Hosting provider Rackspace has polled IT teams from mid-sized UK and US businesses and found that these firms spend over half (56 per cent) of their time on server management and troubleshooting in a typical month — and only 28 per cent on strategic, ‘value-added’ activities.
So we beg to answer the question, why are in-house IT functions still chained to server management when the cloud opportunity it out there for the taking?
Why, indeed, are firms clinging to physical servers?
Rackspace’s Cloud Reality Check survey suggest that the majority of UK companies surveyed (59 per cent) admit they have either bought too many servers, which has wasted money, or bought too few, which has meant a lack of capacity.
Hoping for progress…
Given the amount of media fuzz we hear on the subject of interconnecting software application development needs and the responsibilities of the operations team whose job it is to look after deployment and ongoing maintenance, one would perhaps have hoped for more progress in this area up to now.
Fabio Torlini, VP of cloud at Rackspace has pointed out that the problems associated with having to manage and maintain servers are often readily solved by cloud and managed hosting services.
“In 2009, one-third (33 per cent) of businesses surveyed expected to outsource their in-house servers in the next two to five years. However, over two years later, the new study suggests that many mid-sized businesses are still chained to their servers, and may be spending unnecessary time and money on them,” said Torlini.

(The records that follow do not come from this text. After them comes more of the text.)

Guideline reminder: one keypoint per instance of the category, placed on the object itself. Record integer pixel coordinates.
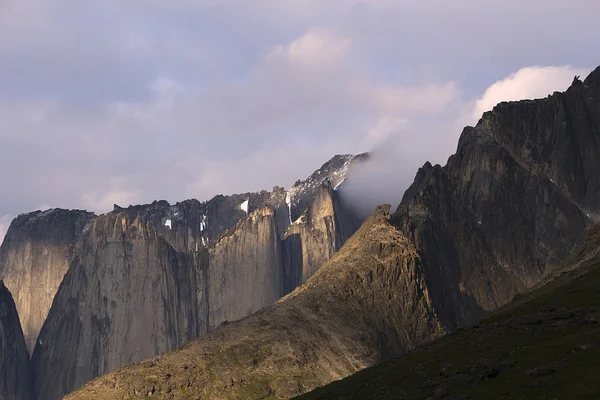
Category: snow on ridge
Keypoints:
(203, 223)
(288, 201)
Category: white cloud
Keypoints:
(319, 49)
(528, 83)
(194, 97)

Computer Weekly’s original report on this subject linked here quotes Google’s Thomas Davies who reveals that after initial cloud adoption was driven by the IT function, today his company is speaking to CFOs, COOs and CEOs with view to embedding cloud advantages into customers’ technology stacks for commercially-driven reasons.
Compound Google’s comments with Rackspace’s finding which show that a large percentage of UK and US IT decision-makers say they are under mounting pressure to support business growth and change (89 per cent), improve flexibility (88 per cent) and help drive internal innovation (88 per cent) and it’s hard to fathom why adoption has not been as stridently forward-looking as many in the industry suggest it should be.

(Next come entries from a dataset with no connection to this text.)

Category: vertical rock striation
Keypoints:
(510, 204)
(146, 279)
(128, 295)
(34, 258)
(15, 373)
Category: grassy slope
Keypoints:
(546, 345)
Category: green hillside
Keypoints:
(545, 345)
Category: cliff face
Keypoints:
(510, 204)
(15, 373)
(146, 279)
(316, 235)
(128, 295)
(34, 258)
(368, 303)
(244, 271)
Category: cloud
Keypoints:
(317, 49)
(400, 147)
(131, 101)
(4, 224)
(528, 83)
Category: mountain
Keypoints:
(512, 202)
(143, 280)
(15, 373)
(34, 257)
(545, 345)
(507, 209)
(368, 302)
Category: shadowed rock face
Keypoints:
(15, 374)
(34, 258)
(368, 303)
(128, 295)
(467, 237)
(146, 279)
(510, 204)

Rackspace’s survey suggests that top barriers to moving to cloud hosting are down to questions regarding security (54 per cent), reliability (47 per cent) and ROI (42 per cent).

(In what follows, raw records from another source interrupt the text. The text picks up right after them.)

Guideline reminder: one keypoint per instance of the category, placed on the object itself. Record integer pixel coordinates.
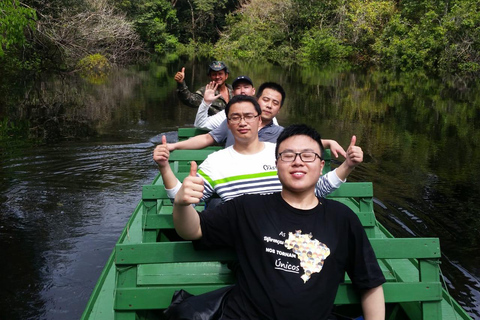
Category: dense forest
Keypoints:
(438, 36)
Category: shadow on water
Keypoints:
(63, 204)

According to Torlini, the way the cloud and managed hosting market is maturing, as suggested by the study, represents a challenge to end-users and cloud and managed hosting service providers alike.
“The challenge for mid-sized businesses is to stop unnecessarily holding onto their in-house physical servers, and give themselves a chance to focus on more important and valuable work. The challenge for cloud service providers is to provide the right advice and services to help more of them overcome the barriers to doing just this.”